Consistent outcome reporting for alcohol dependence has not been adopted across clinical trials making meta-analysis difficult (Shirley et al., 2010; DeSantis et al., 2013). Table 1 shows the number of RCTs missing each of 3 primary outcomes of interest in the current analysis (RH = return to heavy drinking, RD = return to drinking, and DIS = discontinuation where “discontinuation” refers to discontinuing the assigned medication in the course of a trial). If one were to analyze RH alone, only 13 studies would be included in the analysis. However, since DIS is almost always reported in trials of alcohol dependence (38/41 trials) and as we will show that it is not subject to publication bias, it provides unbiased outcome information from which to borrow.

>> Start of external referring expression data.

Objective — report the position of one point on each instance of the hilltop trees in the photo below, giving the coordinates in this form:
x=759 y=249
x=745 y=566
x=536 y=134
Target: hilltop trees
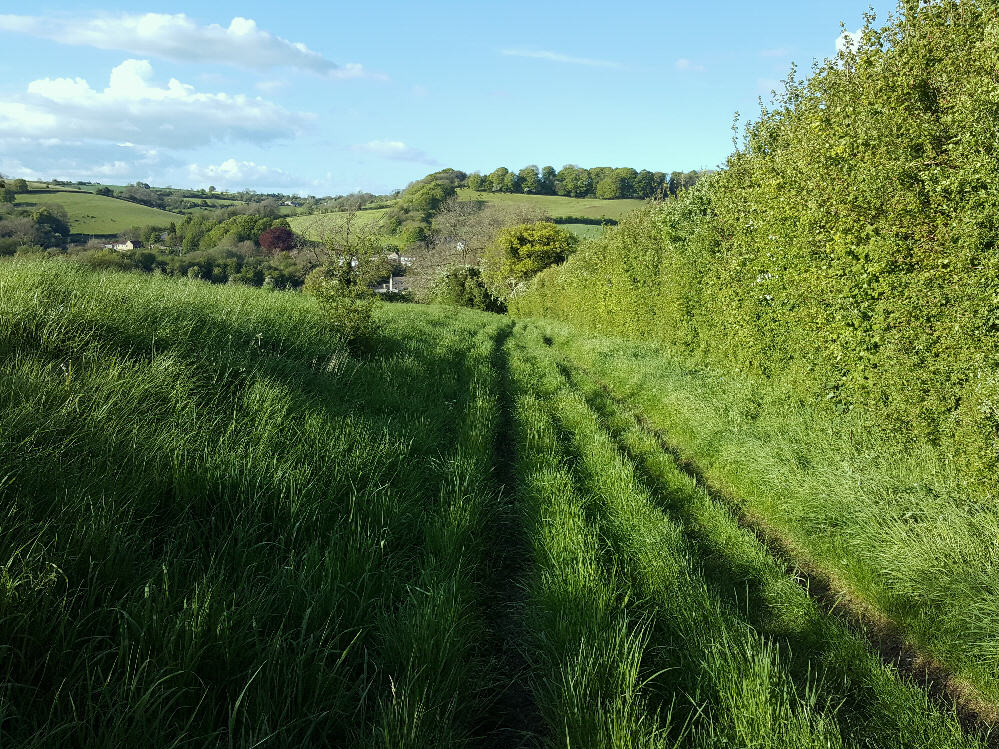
x=571 y=181
x=847 y=250
x=411 y=216
x=604 y=182
x=529 y=179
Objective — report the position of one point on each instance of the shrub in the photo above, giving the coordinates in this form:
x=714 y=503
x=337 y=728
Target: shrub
x=348 y=307
x=519 y=253
x=464 y=287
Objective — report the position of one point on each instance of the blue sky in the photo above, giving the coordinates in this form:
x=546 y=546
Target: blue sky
x=328 y=97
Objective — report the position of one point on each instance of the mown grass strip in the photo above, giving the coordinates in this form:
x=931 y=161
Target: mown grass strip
x=586 y=653
x=899 y=529
x=752 y=679
x=874 y=705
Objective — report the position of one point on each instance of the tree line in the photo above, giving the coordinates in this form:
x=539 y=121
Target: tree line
x=848 y=249
x=602 y=182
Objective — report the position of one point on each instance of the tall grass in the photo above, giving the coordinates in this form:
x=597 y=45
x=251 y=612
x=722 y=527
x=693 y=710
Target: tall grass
x=898 y=526
x=220 y=528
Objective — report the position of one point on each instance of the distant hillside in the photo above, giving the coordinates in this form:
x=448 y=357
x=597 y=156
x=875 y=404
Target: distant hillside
x=559 y=207
x=95 y=214
x=589 y=210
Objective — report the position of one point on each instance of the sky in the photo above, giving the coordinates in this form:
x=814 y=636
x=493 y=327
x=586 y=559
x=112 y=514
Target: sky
x=329 y=97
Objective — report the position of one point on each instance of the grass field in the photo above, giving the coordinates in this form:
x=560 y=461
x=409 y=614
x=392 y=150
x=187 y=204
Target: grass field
x=556 y=206
x=308 y=226
x=559 y=207
x=223 y=529
x=95 y=214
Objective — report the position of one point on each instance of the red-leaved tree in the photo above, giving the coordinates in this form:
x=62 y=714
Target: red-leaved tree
x=278 y=239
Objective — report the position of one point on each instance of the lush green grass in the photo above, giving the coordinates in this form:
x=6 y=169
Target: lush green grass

Thus, a joint analysis of RH with the other two outcomes allows all 41 studies to provide information about the multivariate pooled effect sizes; this joint analytic strategy can potentially reduce the impact of ORB. We note that the scenario of publication bias in this multivariate analysis would only arise when none of the outcomes is reported (i.e., the entire study is not published).
Table 1.
41 alcohol dependence studies are summarized by outcome missingness scenarios (rows). ✓: reported; and ✗: missing.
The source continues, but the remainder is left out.